I agree with not working on the fluency, but I disagree with having her use the calculator for multiplication or division of facts. I suggest she use a times table chart and teach her how to use it for both division and multiplication. Work on the questions she needs to be asking herself before she puts her fingers on the multiplication chart. I haven't seen calculators mange to bring about the same recall. Honestly, I wouldn't have her work on fluency until she gets to basic accurate recall for almost all facts. In my experience, any fluency practice without accurate slow recall actually makes it harder to become fluent because too much guessing ends up happening even if that isn't how flash cards should be done.

This is the fear that actually ends up making kids have to struggle longer. People don't tend to use something they don't need when it slows them down (unless their confidence is lacking terribly which will also interfere when they don't have the accommodation). I've seen kids when allowed to use the chart slowly abandon it when they start being able to recall the facts. They go from complete dependence, to checking their initial recall, to realizing that every time they check they are correct (even if not fast). Few stay with the chart once they realize the are getting them right all the time. If they stay with it, the issue that gets them to stay with it needs to be addressed because it comes into play in other things they do. My opinion is moving to fast to fluency drills and lack of resources leads a good number of students to take longer to learn the facts than allowing them to use the resources in the first place.

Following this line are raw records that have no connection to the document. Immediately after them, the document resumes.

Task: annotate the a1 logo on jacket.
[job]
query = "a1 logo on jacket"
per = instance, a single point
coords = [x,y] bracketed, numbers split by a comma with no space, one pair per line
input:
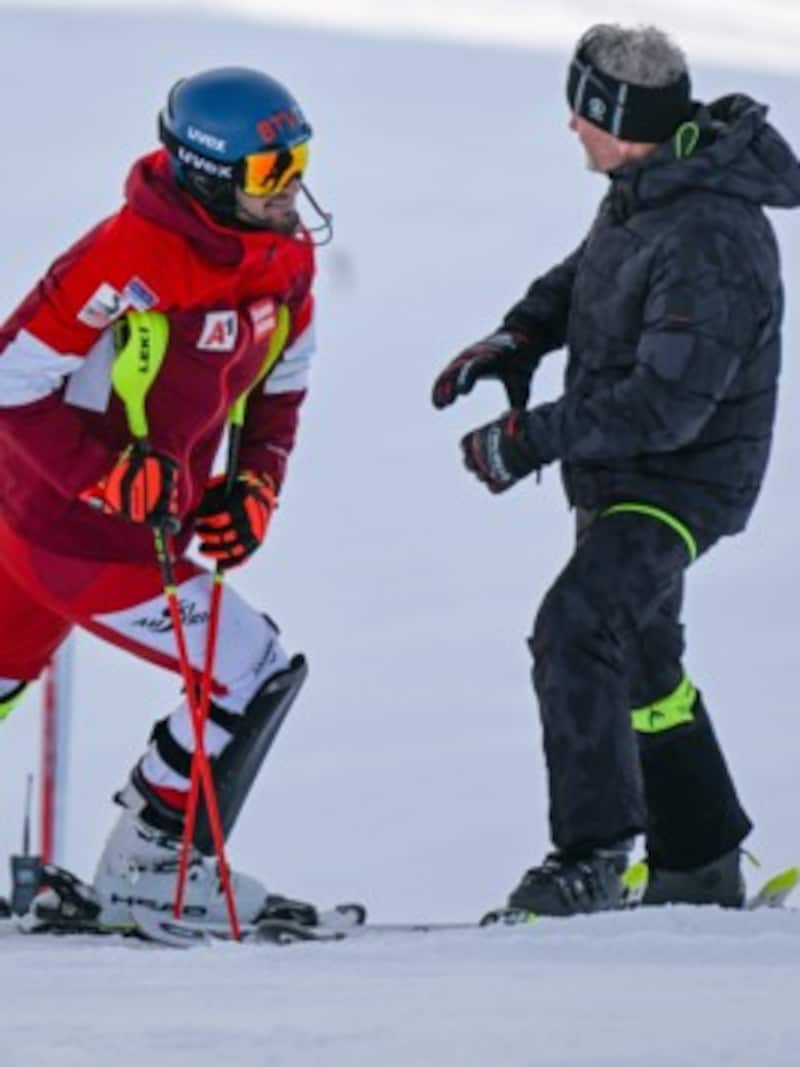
[220,330]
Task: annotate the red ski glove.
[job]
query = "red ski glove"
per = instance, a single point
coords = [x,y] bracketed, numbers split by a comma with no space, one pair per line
[141,487]
[230,526]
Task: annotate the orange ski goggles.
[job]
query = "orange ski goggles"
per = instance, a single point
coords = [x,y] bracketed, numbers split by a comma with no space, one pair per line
[267,173]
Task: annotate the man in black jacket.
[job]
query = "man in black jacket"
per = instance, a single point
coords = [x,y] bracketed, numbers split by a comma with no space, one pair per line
[670,311]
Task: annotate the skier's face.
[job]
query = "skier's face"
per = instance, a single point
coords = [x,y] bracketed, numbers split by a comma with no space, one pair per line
[276,212]
[604,153]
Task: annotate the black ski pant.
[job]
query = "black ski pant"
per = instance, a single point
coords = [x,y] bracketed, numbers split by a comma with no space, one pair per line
[608,639]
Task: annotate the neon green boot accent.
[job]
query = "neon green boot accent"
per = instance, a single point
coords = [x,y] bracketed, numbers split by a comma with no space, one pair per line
[667,713]
[9,702]
[646,509]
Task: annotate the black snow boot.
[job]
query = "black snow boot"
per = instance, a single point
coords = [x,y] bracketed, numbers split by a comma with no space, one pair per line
[719,882]
[568,886]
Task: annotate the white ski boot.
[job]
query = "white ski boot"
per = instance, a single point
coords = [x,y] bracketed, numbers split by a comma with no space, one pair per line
[139,866]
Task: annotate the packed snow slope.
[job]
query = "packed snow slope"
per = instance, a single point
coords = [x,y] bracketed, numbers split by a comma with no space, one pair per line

Thank you for the advice! I see your point on not really focusing on fluency. I may have her use a multiplication chart as an accommodation when we are working on word problems instead of he using her fingers and getting frustrated since I feel like it does waste time having her try to get to the answer rather than focussing on what the question is asking (which is what she struggles with) The problem with the homework thing is that usually she completes all of her homework before I come and she has me check it. This lets me know what she isn't really understanding. It takes us a LONG time to go over the questions she got wrong sometimes simply because she is struggling. So the time consumption is really not so much her doing her homework, but us going over the problems she didn't understand.

Wow I actually never thought about it this way. I think that makes perfect sense. When she is answering multiplication or division questions I would say she gets them right 99% of the time. She usually only gets them wrong because she uses her fingers to count and counts by a number or two off. I used to let her use a hundreds chart to skip count on when she was first learning multiplication but stopped due to the fear of her becoming too dependent. But I see your point now and will give her a multiplication chart to use.

For story problems teach the CUBES strategy. I have used it with great success with my poor readers. It teaches them to break apart the story problem and to look at the different parts critically to understand what is being asked. My only issue with it is it doesn't have a step to evaluate if it is a multi-step story problem, so I just added to the evaluate step what is it asking? Is it asking more than one question? Circle important numbers Underline the question Box the key word and write the operation sign Eliminate unnecessary information and/or Evaluate, what is the question asking Solve, does my answer make sense

Cool - so I'd suggest maybe don't go over the homework, but do the activities that YOU think are important. Homework tends to be given to the class as a whole, not differentiated for each child, so you will probably have better stuff for her to do given that you're hand-selecting it.